R is an extremely versatile software to run your own models. It is used by many people from many different fields. There are many websites out there to help people make the most of it: R bloggers, Stack Exchange, among others.
I have met some researchers that argue that it is a slow software, compared with some other options available out there. Other options include Stata (which I also use), Nlogit, or Matlab. I fully agree that R is not optimal: more often than not, the models take a long time to converge (if they converge at all!). Yet, I have not found a single thing in my research that is not possible with R.
Since it is so versatile, R is widely used. You can do something as simples as calculate averages of your variables of interest, or complicated tasks like making your own beautiful maps or writing your own mathematical model and optimizing it. The possibilities are endless. Wherever I am stuck, I just write in the google searchbar an expression, and surely I always find a link that proposes a solution in a help forum to get me started.
It is used more and more in economics, especially in environmental economics. All of the PhD courses I have attended used R. I have been specializing in non-market valuation methods, namely the contingent valuation and travel cost methods, and discrete choice modelling. Most of my expertise as regards to R is in the travel cost method and discrete choice models. But it’s very straightforward to apply the CV method in R and go even further: if you need to tweak your log-likelihood function, R is a great software to do so.
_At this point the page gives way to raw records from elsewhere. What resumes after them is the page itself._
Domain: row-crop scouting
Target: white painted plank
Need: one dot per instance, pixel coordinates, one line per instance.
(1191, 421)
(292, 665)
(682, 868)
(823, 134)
Another reason why I use R in my research is that environmental economics relies heavily on the use of survey data. Unlike Census data or big data that has probably been externally validated, survey data frequently has missing data, strangely coded fields, etc. This implies that you need to recode some fields, sometimes with too many “if” functions. While I used to do this in Excel, I found that doing it in R saves me time in the long-run, especially because I don’t need to edit the data over and over again in case the base data file changes: I can just run the R script. There is much you can do with survey data, and there are many useful packages in this venture.
But in the course of my own research, I often felt at a loss when needing to edit my data and run my models. Sometimes I didn’t know where to start and just wished there was a guidebook for people like me about which packages and commands could be most useful in our field. Some other times, I had tasks that were monotonous and repetitive. I always wondered whether there was a faster way of doing a repetitive task that, albeit probably taking even more time, it would make my job less boring and that would require more learning. At the end of the day, I always find a package that can save my life. And this work pays off in the long run.
I thought it would save some time for future researchers if I could document my own efforts and share them. Hence this blog came to life. This blog might be especially relevant for PhD students who are getting started with valuation methods, or for more senior researchers aiming to transition into R. Some of the things I will be writing about took me months to discover, others took me digging into textbooks and yet feeling even more confused.
I will be sharing some useful commands that might interest practicioners in environmental economics. I hope you find what you are looking for!
Here are some useful resources to use R in applied environmental economics:
- Econometrics with R: Christoph Hanck, Martin Arnold, Alexander Gerber and Martin Schmelzer (2019). Introduction to Econometrics with R. Available here: https://www.econometrics-with-r.org/11-1-binary-dependent-variables-and-the-linear-probability-model.html
- Text Mining with R: Silge, J., & Robinson, D. (2017). Text mining with R: A tidy approach. URL: https://www.tidytextmining.com/index.html
- Stated Prefence Data: Aizaki, H., Nakatani, T., & Sato, K. (2014). Stated preference methods using R. Chapman and Hall/CRC.Aizaki, H., Nakatani, T., & Sato, K. (2014). Stated preference methods using R. Chapman and Hall/CRC.